Steroids May Beat Surgery for Carpal Tunnel
Steroid Injections Provide Better Short-Term Relief of Pain From Carpal Tunnel Syndrome
WebMD News Archive
Feb. 3, 2005 - Steroid injections may be more effective than surgery for short-term relief of painful carpal tunnel syndrome symptoms, according to a new study.
Researchers compared the effectiveness of steroid injections vs. surgery in relieving the symptoms of carpal tunnel syndrome over the course of a year and found that the shots were just as effective as surgery at long-term relief of pain and may actually be more effective in the short-term.
Although the pain, tingling, and weakness of the thumb, index , and middle fingers of the hand caused by carpal tunnel syndrome are common problems among computer workers and others who perform repetitive motions, researchers say there is no preferred treatment for the disorder.

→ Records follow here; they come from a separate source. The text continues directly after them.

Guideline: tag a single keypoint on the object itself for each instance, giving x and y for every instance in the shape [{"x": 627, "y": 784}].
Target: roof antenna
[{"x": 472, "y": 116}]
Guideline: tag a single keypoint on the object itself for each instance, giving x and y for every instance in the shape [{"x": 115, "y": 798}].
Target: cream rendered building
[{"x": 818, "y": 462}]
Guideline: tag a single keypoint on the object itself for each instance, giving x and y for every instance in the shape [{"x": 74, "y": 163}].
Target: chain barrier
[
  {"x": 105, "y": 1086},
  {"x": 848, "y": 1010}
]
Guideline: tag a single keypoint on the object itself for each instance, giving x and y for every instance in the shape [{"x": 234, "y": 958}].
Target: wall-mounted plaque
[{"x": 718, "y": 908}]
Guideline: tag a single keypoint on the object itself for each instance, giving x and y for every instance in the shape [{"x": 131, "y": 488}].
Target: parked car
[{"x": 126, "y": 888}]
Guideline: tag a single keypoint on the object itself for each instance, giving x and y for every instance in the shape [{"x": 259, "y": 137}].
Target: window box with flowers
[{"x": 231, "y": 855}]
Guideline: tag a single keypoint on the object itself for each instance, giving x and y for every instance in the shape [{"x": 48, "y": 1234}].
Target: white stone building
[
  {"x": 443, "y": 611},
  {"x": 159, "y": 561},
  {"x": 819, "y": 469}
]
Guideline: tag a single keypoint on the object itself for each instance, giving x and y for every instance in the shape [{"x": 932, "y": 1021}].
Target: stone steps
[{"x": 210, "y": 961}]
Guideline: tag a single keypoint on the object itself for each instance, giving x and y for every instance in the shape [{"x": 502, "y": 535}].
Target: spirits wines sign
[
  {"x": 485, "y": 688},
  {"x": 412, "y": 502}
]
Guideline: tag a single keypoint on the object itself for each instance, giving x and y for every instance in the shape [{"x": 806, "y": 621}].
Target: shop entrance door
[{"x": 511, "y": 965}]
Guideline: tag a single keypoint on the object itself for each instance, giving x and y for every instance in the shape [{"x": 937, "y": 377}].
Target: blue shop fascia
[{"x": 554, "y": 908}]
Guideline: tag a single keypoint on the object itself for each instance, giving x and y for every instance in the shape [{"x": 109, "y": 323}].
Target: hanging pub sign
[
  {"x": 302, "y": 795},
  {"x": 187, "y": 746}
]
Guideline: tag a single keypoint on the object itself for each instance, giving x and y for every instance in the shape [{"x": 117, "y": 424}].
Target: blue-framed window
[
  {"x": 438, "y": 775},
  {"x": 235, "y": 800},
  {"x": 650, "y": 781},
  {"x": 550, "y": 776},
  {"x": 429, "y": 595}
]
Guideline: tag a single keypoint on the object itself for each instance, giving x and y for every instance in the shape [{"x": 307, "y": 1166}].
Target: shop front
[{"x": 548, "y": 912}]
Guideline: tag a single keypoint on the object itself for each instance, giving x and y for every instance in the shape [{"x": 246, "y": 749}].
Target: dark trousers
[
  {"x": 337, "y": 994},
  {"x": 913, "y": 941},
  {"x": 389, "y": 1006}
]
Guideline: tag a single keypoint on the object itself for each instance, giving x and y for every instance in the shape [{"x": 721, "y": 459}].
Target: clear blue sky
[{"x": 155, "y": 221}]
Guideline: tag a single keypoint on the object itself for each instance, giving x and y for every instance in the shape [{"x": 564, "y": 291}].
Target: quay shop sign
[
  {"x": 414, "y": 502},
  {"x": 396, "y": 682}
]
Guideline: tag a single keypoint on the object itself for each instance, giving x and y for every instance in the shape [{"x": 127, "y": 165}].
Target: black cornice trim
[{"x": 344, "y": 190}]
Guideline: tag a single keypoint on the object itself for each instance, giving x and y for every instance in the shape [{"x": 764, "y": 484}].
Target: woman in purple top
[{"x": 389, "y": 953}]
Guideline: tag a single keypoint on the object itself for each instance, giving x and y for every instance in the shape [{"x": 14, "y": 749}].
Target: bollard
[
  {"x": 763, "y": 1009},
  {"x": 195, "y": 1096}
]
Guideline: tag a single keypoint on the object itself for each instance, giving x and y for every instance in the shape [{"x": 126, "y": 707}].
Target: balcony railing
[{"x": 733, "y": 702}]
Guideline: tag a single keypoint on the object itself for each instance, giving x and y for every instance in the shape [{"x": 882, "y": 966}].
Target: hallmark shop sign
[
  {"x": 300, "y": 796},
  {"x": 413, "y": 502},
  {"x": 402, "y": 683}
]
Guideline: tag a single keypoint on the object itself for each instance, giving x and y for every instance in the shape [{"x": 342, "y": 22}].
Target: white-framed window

The researchers say carpal tunnel syndrome is one of the most commonly reported occupational illnesses.
The condition occurs when the median nerve, which runs from the forearm to the base of the palm, becomes compressed by inflammation within a band of tissue in the wrist. Typically the symptoms are worse at night.
Mild cases may be treated with anti-inflammatory medications, local injections of steroids at the source of pain, or wearing splints on the hand and wrist to relieve pressure on the median nerve. More severe cases are often treated with surgery to decompress the nerve, since this condition can lead to partial loss of function of the thumb and permanent loss of sensation.
But the researchers say insufficient studies exist about the optimal treatment method for carpal tunnel syndrome.
Surgery vs. Shots for Carpal Tunnel
In the study, researchers looked at the effects of surgical treatment vs. steroid injections in 163 wrists belonging to 101 patients (93 women and 8 men) with newly onset carpal tunnel syndrome. All of the patients had carpal tunnel symptoms, such as nightly attacks of extreme tingling and burning in the hand and fingers that disrupted their sleep for at least three months.
Eighty of the wrists were treated with the standard surgical decompression procedure, and the remaining 83 were treated with local steroid injections. Fourteen days after treatment, 69 of the wrists that were treated with steroid injections received a second injection.